D’Amaro added that the $17 billion figure for Florida also includes some of the “blue sky” ideas the company presented last year during the D23 Show in Anaheim, California. These projects are still in early development and may never see the light of day.

During that presentation last September, D’Amaro talked about the possibility of revamping Dino Land at Animal Kingdom in Orlando. Initial ideas for the space include the possibility of bringing a “Zootopia” to the park, including a diversity of provinces and animal species, or even a “Moana”.

In Magic Kingdom, Disney asks the question: “What’s behind Big Thunder Mountain?” The company said a coco-based area could be in that location or in Encanto. Maybe both.

D’Amaro even hinted at the possibility of bringing to life an area of ​​the Magic Kingdom overrun by Disney villains.

The price points for these projects will vary, if they come to fruition, but for reference, the Star Wars: Galaxy Edge lands at Disneyland and Disney World are estimated to cost $1 billion each.

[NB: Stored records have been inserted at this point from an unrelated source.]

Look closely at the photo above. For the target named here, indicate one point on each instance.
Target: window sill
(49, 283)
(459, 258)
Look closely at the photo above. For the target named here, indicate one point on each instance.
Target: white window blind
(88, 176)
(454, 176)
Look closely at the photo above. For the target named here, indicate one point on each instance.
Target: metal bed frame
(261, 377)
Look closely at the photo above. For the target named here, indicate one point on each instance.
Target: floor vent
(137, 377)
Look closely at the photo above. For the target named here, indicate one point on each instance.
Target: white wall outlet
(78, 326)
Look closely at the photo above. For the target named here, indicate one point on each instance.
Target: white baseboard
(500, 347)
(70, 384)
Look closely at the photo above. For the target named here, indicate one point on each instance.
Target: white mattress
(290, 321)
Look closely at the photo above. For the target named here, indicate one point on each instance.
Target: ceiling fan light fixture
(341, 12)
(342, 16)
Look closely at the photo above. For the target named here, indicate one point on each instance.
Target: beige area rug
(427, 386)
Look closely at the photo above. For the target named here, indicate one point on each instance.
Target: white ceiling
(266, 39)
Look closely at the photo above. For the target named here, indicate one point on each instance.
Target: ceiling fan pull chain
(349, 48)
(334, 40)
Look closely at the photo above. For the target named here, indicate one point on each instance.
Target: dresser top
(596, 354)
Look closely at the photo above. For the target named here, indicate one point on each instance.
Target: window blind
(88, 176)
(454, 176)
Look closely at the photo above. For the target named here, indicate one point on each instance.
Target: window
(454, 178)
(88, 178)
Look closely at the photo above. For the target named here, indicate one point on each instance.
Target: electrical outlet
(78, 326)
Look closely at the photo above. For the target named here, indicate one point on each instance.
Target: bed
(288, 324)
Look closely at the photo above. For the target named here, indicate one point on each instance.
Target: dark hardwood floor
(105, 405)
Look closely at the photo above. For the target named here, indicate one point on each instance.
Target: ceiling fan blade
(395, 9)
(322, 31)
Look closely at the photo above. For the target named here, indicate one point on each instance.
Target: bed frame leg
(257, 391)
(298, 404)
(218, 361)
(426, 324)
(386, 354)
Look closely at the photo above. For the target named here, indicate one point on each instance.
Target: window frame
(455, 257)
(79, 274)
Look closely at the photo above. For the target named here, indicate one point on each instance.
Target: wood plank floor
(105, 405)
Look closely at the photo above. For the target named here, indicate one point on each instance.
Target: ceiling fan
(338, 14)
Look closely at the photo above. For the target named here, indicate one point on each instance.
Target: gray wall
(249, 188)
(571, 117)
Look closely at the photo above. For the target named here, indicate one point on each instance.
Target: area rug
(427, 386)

Disney theme parks have been a bright spot for the company, as guest visits have picked up dramatically in the months following the pandemic shutdown. The Parks and Experiences and Products divisions saw revenue increase 17% year-over-year to $7.7 billion during the most recent quarter.

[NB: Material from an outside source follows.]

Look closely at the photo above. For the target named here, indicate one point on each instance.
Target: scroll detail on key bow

About $5.5 billion of that revenue came from theme park sites. The company said that guests spent more time and money during the quarter visiting theme parks, hotels and cruises, both domestically and internationally. The cruise business, in particular, has seen an increase in passenger cruise days.

“We see this business as a key driver of the company’s growth,” Iger said during Disney’s recent earnings call.